Uluslararası danışmanlık şirketi Boston Consulting’in yaptığı bir hesaplamaya göre 2035 yılında otonom araç sektörünün büyüklüğünün 77 milyar dolara ulaşması bekleniyor. Kendi teknolojisine sahip firmaların bu pazarda çok büyük kârlara ulaşacağı da belirtiliyor. Bu yüzden bu teknolojiye sahip olmanın en kolay ve hızlı yolu satın almaktan geçiyor.
Sürücüsüz otomobiller konusundaki anlaşmalar iki kategoriye ayrılıyor. Büyük teknoloji devleri kurulu tedarikçileri almak için milyar dolarlar harcarken, otomobil üreticileri ve tedarikçiler ise erken aşamadaki startup şirketlerini alma yolunu tercih ediyor. Yani büyük şirketler şu an için daha büyük oynuyor ve bu pazarı kimseye kaptırmamak için uğraşıyor gibi. Otomobil üreticileri ise Silikon Vadisi’ndeki küçük girişimleri bünyesine katarak ilerleme yolunu seçmiş durumda. Sonuç olarak şu çok net, gelecekte otomotiv sektörünü otonom araçlar ve bu konuda başarılı olan şirketler şekillendirecek. Halen ‘Milli otomobil’in tartışıldığı Türkiye’de de bence bu konuda çalışmalar yapılıp, devlet tarafından desteklenmeli. Çünkü yeni başlayan bir yarışta başarı şansımız daha yüksek olacaktır. O yüzden bırakalım vergi artışını, hurda teşvikini bir an önce sektör olarak bu konuda neler yapabileceğimize veya nasıl bir destek alabileceğimize kafa yoralım.
HOLLYWOOD’UN ENDİŞESİ DE AYNI
23 Ekim’de ‘Ya sürücüsüz otoları korsanlar kaçırırsa!’ başlığıyla bir yazı yazmıştım.

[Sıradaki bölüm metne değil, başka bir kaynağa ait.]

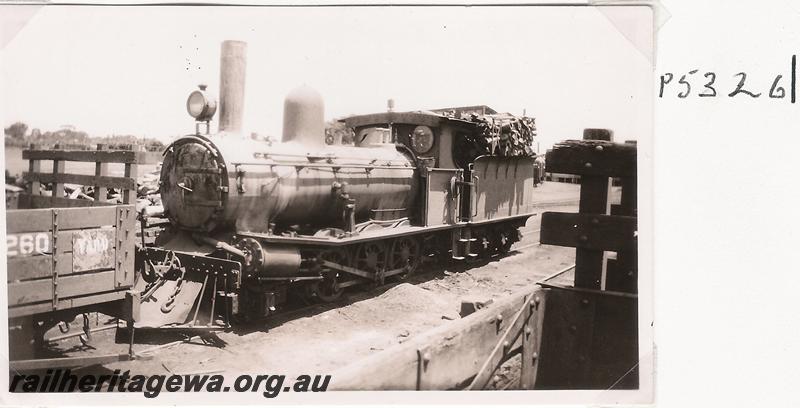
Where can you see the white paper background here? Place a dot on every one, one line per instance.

Hatırlamayanlar için o günlerde bilgisayar korsanları evimizde internete bağlı ne cihaz varsa ona ulaşmayı başarmış, bu durum dünya çapında büyük ses getirmişti. Ben de buzdolabına bile sızan siber korsanların otomobile saldırmamasını beklemenin gülünç olacağını belirterek şunları dile getirmiştim; “Benim asıl merak ettiğim otonom yani sürücüsüz araçların hayatımıza tam anlamıyla girdikten sonra ne olacağı? Çünkü internet ve teknoloji kullanımı bu araçlarda en üst seviyeye çıkacak. Hatta önümüzdeki dönemde sürücüsüz otomobillerde kullanılacak 5G gibi bağlantılar siber korsanlar için bulunmaz fırsat yaratacak. Düşünün araç kendi kendine giderken siz arkada uyuyorsunuz, korsanlar araca sızıp sizi istediği yere istediği şekilde götürebilir.”
İşte benzer endişeleri duymuş olmalılar ki şu an gösterimdeki ‘Hızlı ve Öfkeli’ filminde bu konuya geniş bir şekilde yer vermişler. Filmde bir siber korsanı canlandıran Charlize Theron, New York’ta internete bağlı araçları ele geçirerek, kendi kendine giden araçlardan bir ordu yaratıyor. Bu araçlar sürü halinde uzaktan kumandayla ilerlerken, binaların tepelerinden caddelere filan uçuyorlar. Yani aslında Hollywood’un ve dolayısıyla ABD’nin de benzer endişeleri taşıdığı, bu sebeple bunu uyarı olarak algılamak gerektiğini düşünüyorum.